YARGITAY KARARI
DAİRE : 8. Hukuk Dairesi
ESAS NO : 2017/1089
KARAR NO : 2017/2818
KARAR TARİHİ : 02.03.2017
MAHKEMESİ :Sulh Hukuk Mahkemesi
Hasimsiz görülen ve yukarıda açıklanan davada yapılan yargılama sonunda Mahkemece, davanın reddine karar verilmiş olup hükmün talep eden vekili tarafından temyiz edilmesi üzerine, Dairece dosya incelendi, gereği düşünüldü.
K A R A R
Dava dilekçesinde, ….” hastalığı teşhisi konulan ve tedaviyi reddeden …’ün tedavisi için vasi tayini ve bir kuruma yerleştirilmesi istenmiştir.
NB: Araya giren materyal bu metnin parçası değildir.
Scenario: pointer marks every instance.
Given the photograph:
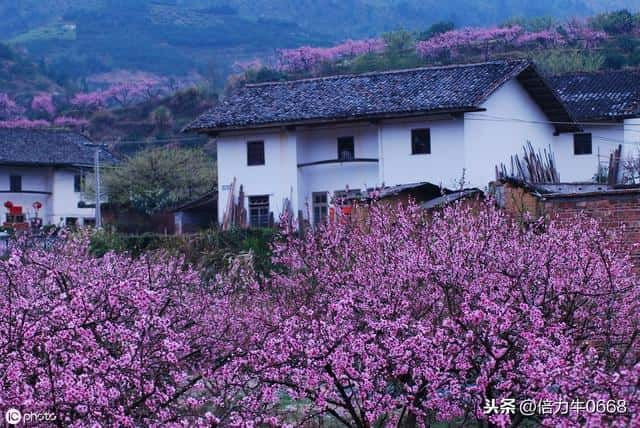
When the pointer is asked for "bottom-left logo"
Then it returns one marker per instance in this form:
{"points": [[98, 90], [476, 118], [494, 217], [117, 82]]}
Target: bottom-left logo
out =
{"points": [[13, 416]]}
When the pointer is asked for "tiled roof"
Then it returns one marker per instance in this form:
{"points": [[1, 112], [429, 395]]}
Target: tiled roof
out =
{"points": [[370, 95], [46, 147], [600, 95]]}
Mahkemece, davanın reddine karar verilmesi üzerine; hüküm davacı vekili tarafından temyiz edilmiştir.
Dava, 4721 sayılı Türk Medeni Kanununun 432. maddesi uyarınca bulaşıcı hastalığın tedavisi için, hastanın kuruma yerleştirilmesi ve vasi atanması istemine ilişkindir.
6100 sayılı HMK.nun 33. maddesi uyarınca, olayları açıklamak taraflara, hukuki niteleme hakime aittir.
Vesayete ilişkin hükümler kamu düzenine ilişkindir. Mahkemece sadece vasi atanması yönünden değerlendirme yapılmış, alınan sağlık kurulu raporu doğrultusunda vasi atanması talebi reddedilmiştir. Ancak dava dilekçesi incelendiğinde asıl talebin, bulaşıcı olan …. hastalığına yakalanan ve tedaviyi kabul etmeyen hastanın tedavisi için bir kuruma yerleştirilmesi yönünde tedavi amaçlı kişisel koruma kararı talep edildiği anlaşılmaktadır.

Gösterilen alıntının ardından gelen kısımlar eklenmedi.